Before SP athlete Niki young joins the women’s soccer team at Harvard this fall, she has some words of wisdom she has gained through four valuable years as a three-sport athlete at Milton Academy.
Centuries ago, millions of individuals immigrated to America to live out “The American Dream”. They hoped that in this land of opportunity, their labor, sweat, and sacrifices would ultimately result in financial stability. Those who worked hard would succeed, making a better life for future generations. Yet hundreds of years later, American society is losing touch with its defining principles.
These days, society forsakes hard work for quick fixes and easy shortcuts. Contemporary society values products, treatments, and miracle cures that circumvent effort and discipline. Athletes achieve a few years’ worth of strength gains in a matter of months by abusing steroids. Overweight individuals opt for liposuction instead of investing in a gym membership and a healthy diet. Teenagers ask the hard questions behind a cell phone screen to avoid face-to-face confrontation. Students skim through Sparknotes instead of their forty page reading assignment. Everybody wants results but nobody wants to put in the time and energy necessary to achieve them.
This denigration of hard work manifests itself in the way we judge one another. Amongst the adolescent population, those who try “too” hard are mocked and scorned. Teens are content to skate by, doing the bare minimum and disparaging their hard working peers with terms like “hardo”. I’ll never understand what is so appealing about fitting in and being content with mediocrity. As an individual who takes pride in my self-motivation, the negative connotation associated with this modern name-calling drives me crazy. Since when did it become uncool to try hard in practice? They say that practice makes perfect, but if we half-ass practice, what kind of perfection are we going to achieve?
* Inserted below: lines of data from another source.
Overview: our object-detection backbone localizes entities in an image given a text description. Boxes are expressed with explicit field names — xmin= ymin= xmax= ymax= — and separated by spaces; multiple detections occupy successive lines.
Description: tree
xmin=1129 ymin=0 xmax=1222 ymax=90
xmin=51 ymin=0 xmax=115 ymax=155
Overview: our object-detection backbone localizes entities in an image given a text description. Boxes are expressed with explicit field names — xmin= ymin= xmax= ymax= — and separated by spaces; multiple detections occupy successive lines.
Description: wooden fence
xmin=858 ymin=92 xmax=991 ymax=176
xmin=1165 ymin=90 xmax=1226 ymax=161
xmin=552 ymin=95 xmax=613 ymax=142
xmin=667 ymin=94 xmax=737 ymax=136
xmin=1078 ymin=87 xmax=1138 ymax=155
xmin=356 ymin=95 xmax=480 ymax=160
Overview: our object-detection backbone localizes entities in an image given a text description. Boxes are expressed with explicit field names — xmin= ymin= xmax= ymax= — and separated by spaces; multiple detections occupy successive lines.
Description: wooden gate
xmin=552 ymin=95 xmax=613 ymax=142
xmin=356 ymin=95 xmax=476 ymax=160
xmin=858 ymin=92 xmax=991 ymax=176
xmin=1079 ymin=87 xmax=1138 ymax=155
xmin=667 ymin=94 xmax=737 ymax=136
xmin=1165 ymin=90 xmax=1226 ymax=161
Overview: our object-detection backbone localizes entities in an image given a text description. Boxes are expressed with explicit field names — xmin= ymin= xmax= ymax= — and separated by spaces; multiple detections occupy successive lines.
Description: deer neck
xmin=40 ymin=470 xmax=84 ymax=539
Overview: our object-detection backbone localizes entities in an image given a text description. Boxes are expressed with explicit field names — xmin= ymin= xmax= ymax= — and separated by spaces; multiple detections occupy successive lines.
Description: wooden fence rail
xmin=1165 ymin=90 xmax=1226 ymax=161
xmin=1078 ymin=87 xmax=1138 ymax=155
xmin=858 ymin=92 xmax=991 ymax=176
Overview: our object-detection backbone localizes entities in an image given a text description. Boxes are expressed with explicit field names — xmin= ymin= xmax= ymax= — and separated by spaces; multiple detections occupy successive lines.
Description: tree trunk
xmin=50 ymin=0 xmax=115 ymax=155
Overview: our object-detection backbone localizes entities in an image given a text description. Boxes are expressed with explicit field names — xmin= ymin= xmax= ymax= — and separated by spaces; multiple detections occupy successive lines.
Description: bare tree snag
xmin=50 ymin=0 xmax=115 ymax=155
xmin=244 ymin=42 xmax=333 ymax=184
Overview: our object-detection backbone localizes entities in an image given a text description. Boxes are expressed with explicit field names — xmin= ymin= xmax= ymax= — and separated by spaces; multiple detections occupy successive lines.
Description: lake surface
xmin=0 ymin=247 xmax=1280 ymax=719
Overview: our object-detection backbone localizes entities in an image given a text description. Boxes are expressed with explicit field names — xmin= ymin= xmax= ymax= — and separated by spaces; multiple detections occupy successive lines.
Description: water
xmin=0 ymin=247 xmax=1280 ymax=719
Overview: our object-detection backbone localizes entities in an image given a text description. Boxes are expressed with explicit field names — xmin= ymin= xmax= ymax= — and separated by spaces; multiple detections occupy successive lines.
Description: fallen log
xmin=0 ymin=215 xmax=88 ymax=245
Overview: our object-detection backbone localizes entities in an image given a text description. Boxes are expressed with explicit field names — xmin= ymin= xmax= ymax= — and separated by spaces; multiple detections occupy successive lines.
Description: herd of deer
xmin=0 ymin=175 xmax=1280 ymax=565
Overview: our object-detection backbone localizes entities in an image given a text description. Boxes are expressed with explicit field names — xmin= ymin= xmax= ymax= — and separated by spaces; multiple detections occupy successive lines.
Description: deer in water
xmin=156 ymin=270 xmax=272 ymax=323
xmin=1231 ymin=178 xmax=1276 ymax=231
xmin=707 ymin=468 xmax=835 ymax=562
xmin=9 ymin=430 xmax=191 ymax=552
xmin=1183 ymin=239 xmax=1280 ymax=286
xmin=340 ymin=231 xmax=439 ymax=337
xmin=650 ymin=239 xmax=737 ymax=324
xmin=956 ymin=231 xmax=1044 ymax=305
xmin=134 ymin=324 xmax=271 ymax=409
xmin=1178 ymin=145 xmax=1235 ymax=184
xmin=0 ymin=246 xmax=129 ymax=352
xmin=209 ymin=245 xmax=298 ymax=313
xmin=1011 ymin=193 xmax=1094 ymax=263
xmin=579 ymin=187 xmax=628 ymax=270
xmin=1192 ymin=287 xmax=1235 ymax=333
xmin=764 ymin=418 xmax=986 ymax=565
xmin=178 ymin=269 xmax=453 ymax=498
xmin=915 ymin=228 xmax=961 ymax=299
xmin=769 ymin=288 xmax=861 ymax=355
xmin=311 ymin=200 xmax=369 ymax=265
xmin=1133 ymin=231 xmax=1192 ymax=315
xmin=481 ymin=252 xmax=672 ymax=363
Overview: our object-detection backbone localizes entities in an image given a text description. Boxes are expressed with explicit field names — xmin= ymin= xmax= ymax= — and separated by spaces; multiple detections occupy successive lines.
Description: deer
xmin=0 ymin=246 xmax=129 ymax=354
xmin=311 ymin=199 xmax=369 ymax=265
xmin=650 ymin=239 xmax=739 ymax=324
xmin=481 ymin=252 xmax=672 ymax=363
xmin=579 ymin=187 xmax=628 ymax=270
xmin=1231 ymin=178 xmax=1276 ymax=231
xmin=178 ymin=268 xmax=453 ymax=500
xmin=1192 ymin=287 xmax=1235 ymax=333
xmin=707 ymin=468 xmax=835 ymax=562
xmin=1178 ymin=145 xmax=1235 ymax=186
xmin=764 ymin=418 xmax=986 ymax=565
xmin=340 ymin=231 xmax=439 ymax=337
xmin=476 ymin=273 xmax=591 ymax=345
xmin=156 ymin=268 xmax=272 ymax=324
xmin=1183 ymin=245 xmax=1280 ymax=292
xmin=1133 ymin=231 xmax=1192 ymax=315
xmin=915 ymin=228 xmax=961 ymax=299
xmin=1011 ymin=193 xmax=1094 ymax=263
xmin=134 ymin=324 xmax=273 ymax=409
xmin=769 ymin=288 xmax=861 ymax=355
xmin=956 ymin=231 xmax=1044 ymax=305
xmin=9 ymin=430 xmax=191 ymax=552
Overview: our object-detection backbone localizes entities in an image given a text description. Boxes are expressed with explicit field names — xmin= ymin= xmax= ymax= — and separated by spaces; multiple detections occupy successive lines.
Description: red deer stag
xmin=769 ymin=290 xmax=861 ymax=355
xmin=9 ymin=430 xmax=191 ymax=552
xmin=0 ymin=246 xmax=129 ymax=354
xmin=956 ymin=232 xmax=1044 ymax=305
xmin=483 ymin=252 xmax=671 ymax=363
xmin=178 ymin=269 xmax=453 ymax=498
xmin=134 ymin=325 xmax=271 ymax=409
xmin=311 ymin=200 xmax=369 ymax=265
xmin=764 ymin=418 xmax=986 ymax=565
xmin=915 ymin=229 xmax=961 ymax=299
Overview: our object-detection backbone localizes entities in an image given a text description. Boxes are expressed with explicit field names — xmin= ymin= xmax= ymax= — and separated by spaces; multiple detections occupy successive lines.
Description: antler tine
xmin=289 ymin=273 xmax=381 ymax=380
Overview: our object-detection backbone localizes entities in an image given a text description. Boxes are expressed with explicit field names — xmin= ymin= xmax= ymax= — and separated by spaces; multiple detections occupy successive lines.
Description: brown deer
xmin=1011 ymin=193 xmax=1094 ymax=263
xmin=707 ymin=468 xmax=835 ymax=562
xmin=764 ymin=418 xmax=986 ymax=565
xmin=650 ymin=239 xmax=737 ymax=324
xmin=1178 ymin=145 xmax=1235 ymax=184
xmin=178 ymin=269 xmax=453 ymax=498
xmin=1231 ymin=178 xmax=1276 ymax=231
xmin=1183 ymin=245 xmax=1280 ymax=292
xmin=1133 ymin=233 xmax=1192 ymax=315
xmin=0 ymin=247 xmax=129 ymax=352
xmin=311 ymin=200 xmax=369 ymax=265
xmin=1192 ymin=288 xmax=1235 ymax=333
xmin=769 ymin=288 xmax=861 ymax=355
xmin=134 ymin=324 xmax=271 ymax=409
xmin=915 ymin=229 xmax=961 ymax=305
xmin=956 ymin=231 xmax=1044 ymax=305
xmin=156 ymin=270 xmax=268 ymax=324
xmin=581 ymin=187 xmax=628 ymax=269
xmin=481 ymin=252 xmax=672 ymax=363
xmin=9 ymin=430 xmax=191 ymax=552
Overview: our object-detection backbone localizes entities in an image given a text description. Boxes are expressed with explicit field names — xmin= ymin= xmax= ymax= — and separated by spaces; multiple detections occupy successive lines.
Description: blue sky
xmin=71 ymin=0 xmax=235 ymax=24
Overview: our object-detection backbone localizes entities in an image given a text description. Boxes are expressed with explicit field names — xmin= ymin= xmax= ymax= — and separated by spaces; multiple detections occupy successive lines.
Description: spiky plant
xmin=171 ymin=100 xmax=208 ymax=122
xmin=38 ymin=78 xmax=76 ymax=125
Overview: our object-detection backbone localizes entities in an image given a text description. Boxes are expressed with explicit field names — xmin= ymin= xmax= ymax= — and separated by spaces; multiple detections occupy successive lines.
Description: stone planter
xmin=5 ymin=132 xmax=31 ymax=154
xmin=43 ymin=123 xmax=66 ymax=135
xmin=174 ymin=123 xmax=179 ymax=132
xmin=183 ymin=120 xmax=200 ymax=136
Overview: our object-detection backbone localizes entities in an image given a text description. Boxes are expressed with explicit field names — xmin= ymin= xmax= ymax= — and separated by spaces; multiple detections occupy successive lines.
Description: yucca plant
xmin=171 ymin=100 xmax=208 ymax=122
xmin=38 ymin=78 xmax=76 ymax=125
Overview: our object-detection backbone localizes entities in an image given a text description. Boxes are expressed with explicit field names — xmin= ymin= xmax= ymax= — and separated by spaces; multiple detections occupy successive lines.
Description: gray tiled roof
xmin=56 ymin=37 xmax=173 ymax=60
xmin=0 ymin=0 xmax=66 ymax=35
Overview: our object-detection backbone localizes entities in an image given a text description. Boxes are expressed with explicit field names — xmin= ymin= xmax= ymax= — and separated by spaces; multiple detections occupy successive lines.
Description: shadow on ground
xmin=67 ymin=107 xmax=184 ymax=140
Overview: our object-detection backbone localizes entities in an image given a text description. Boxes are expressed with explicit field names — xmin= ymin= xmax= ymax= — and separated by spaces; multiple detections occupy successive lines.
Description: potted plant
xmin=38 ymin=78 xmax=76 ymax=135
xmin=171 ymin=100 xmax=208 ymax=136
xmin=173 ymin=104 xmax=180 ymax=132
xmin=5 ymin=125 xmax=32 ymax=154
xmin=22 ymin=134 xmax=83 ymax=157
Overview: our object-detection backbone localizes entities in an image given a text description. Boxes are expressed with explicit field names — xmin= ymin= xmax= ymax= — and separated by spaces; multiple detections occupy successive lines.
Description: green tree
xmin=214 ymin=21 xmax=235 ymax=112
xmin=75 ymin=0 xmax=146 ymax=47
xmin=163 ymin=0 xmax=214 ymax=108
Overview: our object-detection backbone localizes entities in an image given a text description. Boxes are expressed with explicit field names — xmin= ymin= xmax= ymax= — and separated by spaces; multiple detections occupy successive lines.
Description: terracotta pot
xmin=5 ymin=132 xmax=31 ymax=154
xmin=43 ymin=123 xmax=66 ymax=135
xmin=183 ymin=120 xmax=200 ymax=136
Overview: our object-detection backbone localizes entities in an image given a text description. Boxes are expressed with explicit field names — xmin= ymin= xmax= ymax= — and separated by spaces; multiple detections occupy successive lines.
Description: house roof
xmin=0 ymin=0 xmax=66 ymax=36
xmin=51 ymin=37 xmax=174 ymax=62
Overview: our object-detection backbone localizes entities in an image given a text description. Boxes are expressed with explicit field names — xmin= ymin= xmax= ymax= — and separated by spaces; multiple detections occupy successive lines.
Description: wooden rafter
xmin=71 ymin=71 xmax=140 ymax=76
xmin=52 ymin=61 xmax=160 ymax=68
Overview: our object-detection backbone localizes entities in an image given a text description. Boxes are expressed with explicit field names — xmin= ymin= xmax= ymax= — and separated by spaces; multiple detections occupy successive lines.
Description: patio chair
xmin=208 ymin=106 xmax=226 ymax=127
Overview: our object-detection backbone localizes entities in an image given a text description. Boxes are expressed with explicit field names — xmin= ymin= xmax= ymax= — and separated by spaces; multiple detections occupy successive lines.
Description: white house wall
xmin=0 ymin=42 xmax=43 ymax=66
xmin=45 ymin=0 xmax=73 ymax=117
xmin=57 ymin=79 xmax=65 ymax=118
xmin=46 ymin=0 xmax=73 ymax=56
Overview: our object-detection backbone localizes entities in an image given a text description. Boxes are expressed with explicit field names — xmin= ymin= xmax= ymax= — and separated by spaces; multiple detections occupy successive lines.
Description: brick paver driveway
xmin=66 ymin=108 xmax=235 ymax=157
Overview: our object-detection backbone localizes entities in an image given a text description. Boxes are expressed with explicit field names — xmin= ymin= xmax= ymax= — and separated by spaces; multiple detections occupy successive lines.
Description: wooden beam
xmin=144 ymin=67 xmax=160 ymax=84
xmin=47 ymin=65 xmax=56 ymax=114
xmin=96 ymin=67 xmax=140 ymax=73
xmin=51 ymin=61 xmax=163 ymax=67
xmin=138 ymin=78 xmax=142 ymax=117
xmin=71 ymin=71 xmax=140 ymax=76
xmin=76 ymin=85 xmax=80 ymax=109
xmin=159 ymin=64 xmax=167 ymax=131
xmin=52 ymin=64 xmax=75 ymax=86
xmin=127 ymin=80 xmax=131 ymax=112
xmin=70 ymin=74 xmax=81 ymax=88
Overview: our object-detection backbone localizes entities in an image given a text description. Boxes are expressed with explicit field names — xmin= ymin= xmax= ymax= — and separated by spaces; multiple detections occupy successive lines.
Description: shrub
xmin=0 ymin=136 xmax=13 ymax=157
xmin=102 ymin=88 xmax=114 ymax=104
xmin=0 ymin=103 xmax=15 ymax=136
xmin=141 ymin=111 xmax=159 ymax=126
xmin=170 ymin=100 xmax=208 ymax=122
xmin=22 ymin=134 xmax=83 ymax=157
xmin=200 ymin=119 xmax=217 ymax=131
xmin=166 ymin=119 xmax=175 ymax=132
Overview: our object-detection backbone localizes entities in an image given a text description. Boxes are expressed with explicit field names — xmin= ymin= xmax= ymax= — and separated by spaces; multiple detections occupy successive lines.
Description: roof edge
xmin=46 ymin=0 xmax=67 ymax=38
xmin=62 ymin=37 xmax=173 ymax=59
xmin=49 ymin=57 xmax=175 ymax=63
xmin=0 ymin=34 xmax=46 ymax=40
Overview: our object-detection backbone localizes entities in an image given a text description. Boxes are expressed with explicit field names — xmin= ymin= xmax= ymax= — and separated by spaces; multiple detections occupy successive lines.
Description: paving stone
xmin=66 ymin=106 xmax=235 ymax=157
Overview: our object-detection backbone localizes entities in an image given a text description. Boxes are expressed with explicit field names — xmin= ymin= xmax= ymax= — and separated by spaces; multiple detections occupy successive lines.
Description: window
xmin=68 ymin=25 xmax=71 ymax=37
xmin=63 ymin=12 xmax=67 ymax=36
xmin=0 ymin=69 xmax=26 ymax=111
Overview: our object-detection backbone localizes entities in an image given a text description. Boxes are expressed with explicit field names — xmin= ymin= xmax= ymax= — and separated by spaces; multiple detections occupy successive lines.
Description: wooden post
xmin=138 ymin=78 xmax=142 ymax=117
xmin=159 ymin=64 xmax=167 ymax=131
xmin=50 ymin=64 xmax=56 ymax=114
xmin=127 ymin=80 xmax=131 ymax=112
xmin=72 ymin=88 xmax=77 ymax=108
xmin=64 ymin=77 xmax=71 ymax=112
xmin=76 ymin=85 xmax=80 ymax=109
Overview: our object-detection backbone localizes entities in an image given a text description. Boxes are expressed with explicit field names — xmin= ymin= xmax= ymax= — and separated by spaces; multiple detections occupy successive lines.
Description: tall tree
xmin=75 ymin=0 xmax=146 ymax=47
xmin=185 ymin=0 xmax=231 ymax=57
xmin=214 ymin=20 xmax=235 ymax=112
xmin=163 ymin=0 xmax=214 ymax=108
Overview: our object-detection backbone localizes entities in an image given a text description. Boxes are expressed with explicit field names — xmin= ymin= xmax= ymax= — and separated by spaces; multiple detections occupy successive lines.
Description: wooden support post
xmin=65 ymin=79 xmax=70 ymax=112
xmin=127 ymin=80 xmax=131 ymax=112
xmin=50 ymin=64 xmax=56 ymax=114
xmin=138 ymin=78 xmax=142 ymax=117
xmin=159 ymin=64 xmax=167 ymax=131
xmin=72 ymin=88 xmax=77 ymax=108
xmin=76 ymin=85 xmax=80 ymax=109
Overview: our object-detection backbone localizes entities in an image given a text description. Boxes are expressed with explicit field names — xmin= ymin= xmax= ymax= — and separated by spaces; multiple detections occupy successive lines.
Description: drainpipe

Clearly, practice does not make perfect. Rather, practice makes permanent. As athletes, we are what we repeatedly do. Do we make a habit of sprinting through the finish line, or do we coast in the final yards? Do we fight for every ground-ball, loose puck, and fumble – or do we sit back and watch our teammates struggle for them? These habits forged in practice, repeated over time, stay with us and define our careers. Perfection, be it a championship victory or a record setting season, is merely a by-product of great habits molded through practice.
There are many who deride my quest for perfection, who call me a hardo and laugh at my efforts. Fortunately, there are also those who embrace my goals and do everything they can to help me achieve them. At Stadium Performance, for example, I am constantly pushed to my physical limits by a coaching staff that has no time for excuses or mediocrity. A high tech monitor strapped to my chest projects a dozen vital statistics across the gym TV’s in real time, allowing the Stadium strength coaches to keep me accountable for every second of our training session. Slack off for even a moment, and the coaches will call me on it. After an hour of sled runs, pull-ups, slide-boards, and box jumps, I experience an indescribable feeling of euphoria. The satisfaction of having worked as hard as possible is worth the sweat, burn, and soreness.
So, yes, maybe I am a “hardo”. I do get to practice first and I often find extra time to practice on my own. I give 100% every repetition and every drill. My legs get sore and my lungs get sore but I’ll find time to hit the gym after. I am proud of my work ethic, and everyone out there who consistently puts his or her best effort forward should be, too. There will always be those who resent your self-discipline and determination. Just remember, their mocking laughter masks the cold realization that they will never come close to achieving your level of success. Don’t let them slow you down.